Jailed Kurdish rebel leader Abdullah Ocalan said yesterday his militant group’s three-decade insurgency against the Turkish State had become “unsustainable” but stopped short of declaring an immediate end to its armed struggle.

In a message relayed by Kurdish politicians to tens of thousands gathered in the south­eastern city of Diyarbakir, the leader of the Kurdistan Workers Party (PKK) urged his militant group to hold a congress on laying down its weapons.

“This struggle of our 40-year-old movement, which has been filled with pain, has not gone to waste but at the same time has become unsustainable,” Ocalan said in the message, read out at a rally to mark the Kurdish “Newroz” New Year celebrations.

President Tayyip Erdogan, then prime minister, launched talks with Ocalan in late 2012 to end an insurgency that has killed 40,000 people, ravaged the region’s economy and tarnished Turkey’s image abroad. Progress has been faltering since then, but Kurdish faith in Ocalan remains undiminished.

“History and our people are demanding from us a democratic solution and peace in line with the spirit of the age,” he said, calling for the congress to determine the PKK’s “political and social strategy in harmony with the spirit of the new period”.

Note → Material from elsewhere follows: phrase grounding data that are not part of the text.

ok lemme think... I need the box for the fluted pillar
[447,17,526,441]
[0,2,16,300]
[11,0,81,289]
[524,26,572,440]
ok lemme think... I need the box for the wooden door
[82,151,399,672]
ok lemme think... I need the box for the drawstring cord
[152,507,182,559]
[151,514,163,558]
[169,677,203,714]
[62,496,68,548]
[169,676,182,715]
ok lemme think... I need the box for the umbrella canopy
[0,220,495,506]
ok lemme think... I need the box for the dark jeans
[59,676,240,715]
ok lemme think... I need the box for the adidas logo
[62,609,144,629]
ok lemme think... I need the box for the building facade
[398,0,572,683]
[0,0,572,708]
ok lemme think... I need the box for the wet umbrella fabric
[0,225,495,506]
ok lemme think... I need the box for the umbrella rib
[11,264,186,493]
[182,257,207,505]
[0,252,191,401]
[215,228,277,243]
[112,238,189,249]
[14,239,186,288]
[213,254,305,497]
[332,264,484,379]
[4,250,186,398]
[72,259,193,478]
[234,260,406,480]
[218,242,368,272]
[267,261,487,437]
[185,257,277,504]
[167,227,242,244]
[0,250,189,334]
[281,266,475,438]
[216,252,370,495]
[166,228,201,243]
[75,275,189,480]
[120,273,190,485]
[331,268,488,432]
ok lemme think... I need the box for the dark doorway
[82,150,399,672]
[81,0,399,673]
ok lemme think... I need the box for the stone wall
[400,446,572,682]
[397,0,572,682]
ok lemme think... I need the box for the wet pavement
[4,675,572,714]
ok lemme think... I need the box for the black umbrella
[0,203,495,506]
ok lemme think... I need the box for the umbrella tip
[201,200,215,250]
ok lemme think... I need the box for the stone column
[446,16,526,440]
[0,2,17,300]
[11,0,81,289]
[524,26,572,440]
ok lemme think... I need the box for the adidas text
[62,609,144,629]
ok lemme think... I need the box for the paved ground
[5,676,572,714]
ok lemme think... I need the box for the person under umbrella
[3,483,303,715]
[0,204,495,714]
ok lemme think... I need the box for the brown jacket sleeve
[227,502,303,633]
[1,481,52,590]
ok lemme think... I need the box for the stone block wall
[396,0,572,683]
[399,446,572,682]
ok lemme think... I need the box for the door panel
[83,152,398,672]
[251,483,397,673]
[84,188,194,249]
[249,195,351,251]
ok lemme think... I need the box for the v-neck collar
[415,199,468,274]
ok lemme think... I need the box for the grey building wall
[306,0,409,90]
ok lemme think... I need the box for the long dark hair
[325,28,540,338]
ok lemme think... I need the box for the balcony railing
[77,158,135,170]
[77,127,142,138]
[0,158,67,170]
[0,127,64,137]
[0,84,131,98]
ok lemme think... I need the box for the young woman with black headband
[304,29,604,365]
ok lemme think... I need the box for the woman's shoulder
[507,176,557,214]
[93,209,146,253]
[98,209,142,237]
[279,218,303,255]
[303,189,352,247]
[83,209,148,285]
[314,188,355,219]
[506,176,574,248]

Erdogan, who triggered anger last weekend by suggesting there was no “Kurdish problem” in Turkey, said in a speech hundreds of kilometres away in the southwestern city of Denizli that he hoped yesterday would mark a turning point.

“Let it be a cornerstone that truly combines love ... not a Newroz like those of the past, when everywhere was burned and destroyed by Molotov cocktails, stones and fireworks,” he said.

Young men in green guerrilla outfits and women in brightly coloured dresses danced as patriotic Kurdish songs played. Organisers claimed a million people attended, but there were no official figures.